While reading the outstanding request counters of samples in the picker, previously read values may become outdated.
For cases where a high choice_count
relative the number of endpoints is used, and/or cases with high/bursty traffic,
there may be sub-optimal behaviors where certain endpoints may get an unfair amount of traffic.
This raciness is currently accepted in the Envoy implementation.
The fix for this raciness would most likely have to be a limitation on picker concurrency.
Since such a limitation could have a serious negative impact on more normal load pattern situations,
it may be argued that it's better to accept some degree of raciness in the picker instead.
In gRPC, there are cases where LB config cannot be trusted.

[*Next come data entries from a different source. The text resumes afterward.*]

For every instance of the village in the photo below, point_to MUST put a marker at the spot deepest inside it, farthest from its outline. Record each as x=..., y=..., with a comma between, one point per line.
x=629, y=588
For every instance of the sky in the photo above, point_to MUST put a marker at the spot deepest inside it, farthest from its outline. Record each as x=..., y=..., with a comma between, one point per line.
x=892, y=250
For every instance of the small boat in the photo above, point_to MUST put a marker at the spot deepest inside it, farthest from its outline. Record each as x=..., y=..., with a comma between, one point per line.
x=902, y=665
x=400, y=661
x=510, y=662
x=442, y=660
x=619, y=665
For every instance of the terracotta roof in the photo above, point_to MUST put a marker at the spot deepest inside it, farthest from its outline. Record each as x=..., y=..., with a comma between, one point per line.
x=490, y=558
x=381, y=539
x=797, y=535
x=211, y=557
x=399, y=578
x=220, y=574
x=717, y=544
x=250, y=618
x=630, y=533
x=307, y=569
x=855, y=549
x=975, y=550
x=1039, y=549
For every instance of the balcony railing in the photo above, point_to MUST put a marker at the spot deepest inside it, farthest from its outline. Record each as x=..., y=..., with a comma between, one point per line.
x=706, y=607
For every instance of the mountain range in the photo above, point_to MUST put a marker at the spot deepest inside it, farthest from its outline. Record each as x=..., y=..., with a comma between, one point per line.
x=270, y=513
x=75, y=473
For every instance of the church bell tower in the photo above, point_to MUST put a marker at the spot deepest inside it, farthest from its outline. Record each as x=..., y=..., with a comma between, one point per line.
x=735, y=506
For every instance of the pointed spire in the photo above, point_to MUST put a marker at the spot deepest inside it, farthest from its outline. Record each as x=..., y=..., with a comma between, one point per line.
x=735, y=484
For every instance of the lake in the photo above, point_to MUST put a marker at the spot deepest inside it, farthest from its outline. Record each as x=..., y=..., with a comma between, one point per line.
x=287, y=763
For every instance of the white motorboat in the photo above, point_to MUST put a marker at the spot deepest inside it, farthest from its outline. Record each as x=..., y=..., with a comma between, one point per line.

This means that config may contain an unreasonable
(for example UINT_MAX
) value for the choice_count
setting.
Thereby, it would be beneficial for gRPC to introduce a max value for the setting.
The default value choice_count = 2
comes from the P2C (power of two choices) paper
(Mitzenmacher et al.
which shows that such a configuration nearly is as good as an O(n) full scan.
With that in mind, picking a choice_count > 2
would probably not add much benefit in many cases.
By introducing a limit as 2 <= choice_count <= 10
, we disallow potentially dangerous LB configurations
while still allowing some degree of freedom that could be beneficial in some edge-cases.
Spotify is able to contribute towards a Java implementation. Implementation of remaining gRPC languages is left for respective gRPC team or any other contributors.